Bölüm Üç'

1K 62 3
                                    

Altı yıl öncesi..

Yazarın ağızı ile¬

Odasında tek başına oturmuş, karşısında eskimiş siyah ve beyaz karışımı olan duvarı izliyordu anka tüvana.

Düşünüyordu ama bir sonuç bulamıyordu beyni'nin sorduğu zor sorulara, babası vefat ettiğinde babaannesi neden babasının cenazesine gelmemişti?

Ya da annesi'ni akıl hastanesine götürmek için geldiklerinde anneannesi neredeydi?

Korkuyordu, bu evde daha fazla kalmak istemiyordu ama gidecek tek bir yeri bile yoktu.

Teyzesi kabul eder miydi ya da amcası?

Babaannesi neredeydi, dayısı neden annesi ile konuşmuyordu?
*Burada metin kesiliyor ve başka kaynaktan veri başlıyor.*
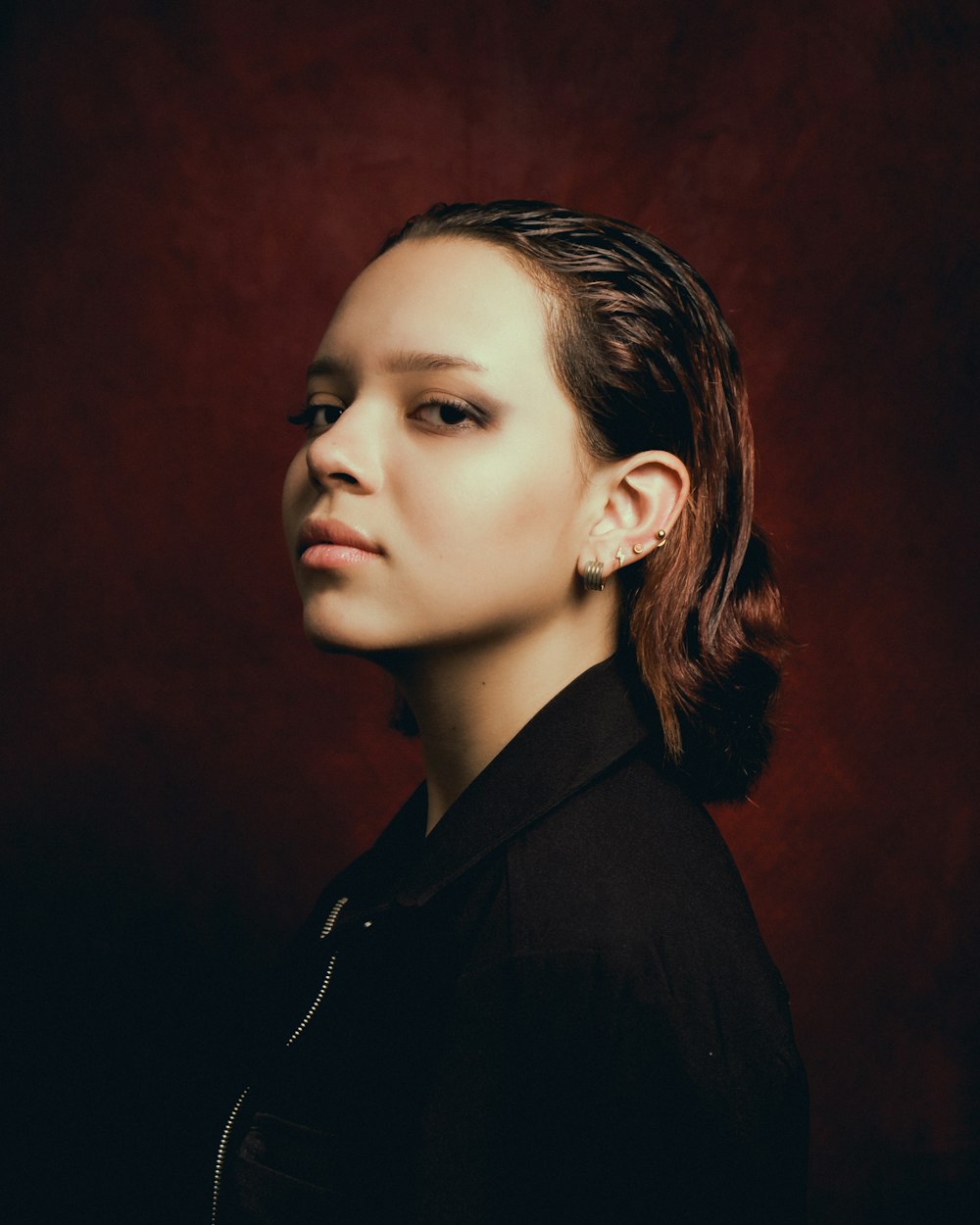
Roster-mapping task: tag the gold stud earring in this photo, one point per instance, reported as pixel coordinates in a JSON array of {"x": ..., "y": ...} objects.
[{"x": 592, "y": 576}]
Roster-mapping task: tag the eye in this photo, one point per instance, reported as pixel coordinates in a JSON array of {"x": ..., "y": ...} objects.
[
  {"x": 317, "y": 416},
  {"x": 449, "y": 415}
]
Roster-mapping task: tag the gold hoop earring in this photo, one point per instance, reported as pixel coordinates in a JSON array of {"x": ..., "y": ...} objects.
[{"x": 592, "y": 576}]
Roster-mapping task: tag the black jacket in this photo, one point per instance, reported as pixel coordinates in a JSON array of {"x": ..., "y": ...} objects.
[{"x": 557, "y": 1008}]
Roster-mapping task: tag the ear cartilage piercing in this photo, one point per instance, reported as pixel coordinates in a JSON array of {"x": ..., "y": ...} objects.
[{"x": 592, "y": 576}]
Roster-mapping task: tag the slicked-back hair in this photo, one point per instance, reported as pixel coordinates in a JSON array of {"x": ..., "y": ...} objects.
[{"x": 640, "y": 344}]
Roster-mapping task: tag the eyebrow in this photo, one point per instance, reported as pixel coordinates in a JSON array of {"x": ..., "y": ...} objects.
[{"x": 402, "y": 362}]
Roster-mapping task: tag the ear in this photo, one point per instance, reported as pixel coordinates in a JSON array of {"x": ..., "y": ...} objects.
[{"x": 643, "y": 496}]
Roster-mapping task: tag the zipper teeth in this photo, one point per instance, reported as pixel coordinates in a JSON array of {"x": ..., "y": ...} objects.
[
  {"x": 326, "y": 930},
  {"x": 332, "y": 916},
  {"x": 225, "y": 1135},
  {"x": 221, "y": 1148}
]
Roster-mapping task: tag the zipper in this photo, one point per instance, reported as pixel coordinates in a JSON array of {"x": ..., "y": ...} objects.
[{"x": 228, "y": 1127}]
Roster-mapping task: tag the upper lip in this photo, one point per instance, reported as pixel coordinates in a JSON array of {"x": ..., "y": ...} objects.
[{"x": 333, "y": 532}]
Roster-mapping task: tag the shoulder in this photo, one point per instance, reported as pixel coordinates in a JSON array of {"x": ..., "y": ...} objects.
[{"x": 630, "y": 857}]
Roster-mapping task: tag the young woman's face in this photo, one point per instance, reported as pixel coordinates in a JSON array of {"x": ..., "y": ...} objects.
[{"x": 440, "y": 496}]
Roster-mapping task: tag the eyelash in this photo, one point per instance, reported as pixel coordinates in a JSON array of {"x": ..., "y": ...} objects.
[{"x": 469, "y": 416}]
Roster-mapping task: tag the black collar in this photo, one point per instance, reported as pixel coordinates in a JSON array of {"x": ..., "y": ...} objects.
[{"x": 591, "y": 724}]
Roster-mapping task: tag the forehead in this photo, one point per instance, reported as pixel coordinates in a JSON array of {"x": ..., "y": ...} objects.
[{"x": 447, "y": 295}]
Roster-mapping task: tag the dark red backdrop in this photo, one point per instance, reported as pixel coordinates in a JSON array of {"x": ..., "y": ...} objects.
[{"x": 192, "y": 185}]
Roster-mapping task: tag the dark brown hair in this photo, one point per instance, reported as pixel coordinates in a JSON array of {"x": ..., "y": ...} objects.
[{"x": 640, "y": 344}]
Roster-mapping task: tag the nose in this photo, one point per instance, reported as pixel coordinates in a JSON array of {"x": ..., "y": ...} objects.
[{"x": 348, "y": 452}]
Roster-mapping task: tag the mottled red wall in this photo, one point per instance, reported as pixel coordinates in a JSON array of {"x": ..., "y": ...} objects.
[{"x": 191, "y": 185}]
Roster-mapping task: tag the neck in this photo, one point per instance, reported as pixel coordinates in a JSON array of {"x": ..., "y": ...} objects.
[{"x": 470, "y": 702}]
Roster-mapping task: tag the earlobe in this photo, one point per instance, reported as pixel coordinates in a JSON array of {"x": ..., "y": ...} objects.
[{"x": 646, "y": 495}]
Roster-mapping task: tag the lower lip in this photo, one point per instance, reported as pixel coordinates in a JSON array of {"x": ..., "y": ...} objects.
[{"x": 331, "y": 557}]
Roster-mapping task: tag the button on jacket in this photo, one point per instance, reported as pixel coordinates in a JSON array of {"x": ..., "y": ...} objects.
[{"x": 555, "y": 1008}]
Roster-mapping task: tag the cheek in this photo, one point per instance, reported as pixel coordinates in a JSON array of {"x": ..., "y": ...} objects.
[
  {"x": 506, "y": 517},
  {"x": 293, "y": 488}
]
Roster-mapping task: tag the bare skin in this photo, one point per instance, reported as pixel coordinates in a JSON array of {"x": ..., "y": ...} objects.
[{"x": 469, "y": 483}]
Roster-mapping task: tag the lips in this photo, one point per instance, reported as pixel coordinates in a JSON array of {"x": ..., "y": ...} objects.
[{"x": 324, "y": 544}]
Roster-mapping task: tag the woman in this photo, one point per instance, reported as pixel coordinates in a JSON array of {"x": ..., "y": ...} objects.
[{"x": 525, "y": 491}]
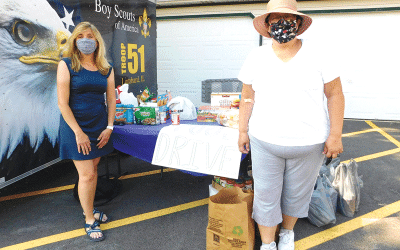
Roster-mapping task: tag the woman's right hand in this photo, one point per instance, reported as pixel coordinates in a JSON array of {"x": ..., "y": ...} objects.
[
  {"x": 244, "y": 142},
  {"x": 83, "y": 143}
]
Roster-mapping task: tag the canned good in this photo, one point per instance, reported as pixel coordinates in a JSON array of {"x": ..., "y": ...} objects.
[
  {"x": 217, "y": 179},
  {"x": 163, "y": 117},
  {"x": 175, "y": 119},
  {"x": 222, "y": 181}
]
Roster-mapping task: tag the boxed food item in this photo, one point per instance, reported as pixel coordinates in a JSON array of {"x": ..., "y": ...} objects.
[
  {"x": 225, "y": 99},
  {"x": 208, "y": 113},
  {"x": 147, "y": 116},
  {"x": 229, "y": 118},
  {"x": 124, "y": 114}
]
Neden kimse ona sahip çıkmıyordu, annesi'nin gözünün önünde bir gün kanlar içinde kalmak istemiyordu.

Babası onu bekliyordu ama çok erkendi daha, bu evden kaçıp nereye giderse ona yardım ederlerdi?

Ona sahip çıkıcak tanıdıkları varken yetimhanede kalmak istemezdi, zaten abisi ve ablası da izin vermezdi.

Anka Tüvana içinden şöyle geçirdi, madem beni istemiyorlar neden beni bırakmıyorlar?

Aşağıdan gelen sesler ile korkarak kırık ve sadece siyah, eskimiş, ince bir yorgan barındıran yatağından kalktı.

Kapının önüne gelip kapı kulpunu yavaşca indirdi. Abisi ile ablası yine mi kavga ediyordu?

Annesi yine mi kaçmıştı?

Yavaş ve korkak adımlar ile gıcırdıyan merdivenlerden indi ve salonun kapısının önünde durdu.

Annesi koltuğa oturmuş titreyerek bir şarkı mırıldanıyordu.

Gözlerini bir yere sabitlemiş sürekli oraya bakıyordu.

Küçük kız korkarak salona girdi ve annesinin baktığı yere gözlerini çevirdi.

Annesi yüksek sesle şarkıyı söylemeye başladı.

"Batıl inanç, korku ve kıskançlık"

Küçük kız gözlerini annesine çevirdi ve kan oturmuş gözlerine baktı, korkarak kapının önünden çekilip yırtık ve küflenmiş koltuğun birine oturdu.

Annesi daha çok bağırmaya başladı,

"ölü ben biriyim"

Küçük kıza döndü ve hıçkırarak ağlamaya başladı.

Küçük kız epey bir korkmuştu, yavaşca annesine, "anne" diye seslendi.

"yok edici oğul"

Hıçkırıkları kahkahaya döndü ve blüzünü kaldırıp bedenine batırmış olduğu bıçağı sertçe çekip çıkardı ve küçük kıza doğru salladı.

"anne, korkuyorum."

Annesi bıçağı ona doğru fırlattı ve şarkıyı bağırarak söylemeye devam etti, "ağaçların arasından kayıp"

"rüzgarı boğmak.."

Küçük kız annesinden korkarak ayağa kalktı ve annesinin aslında ona değil arkasında ki askılıkta duran siyah çekete baktığını fark etti.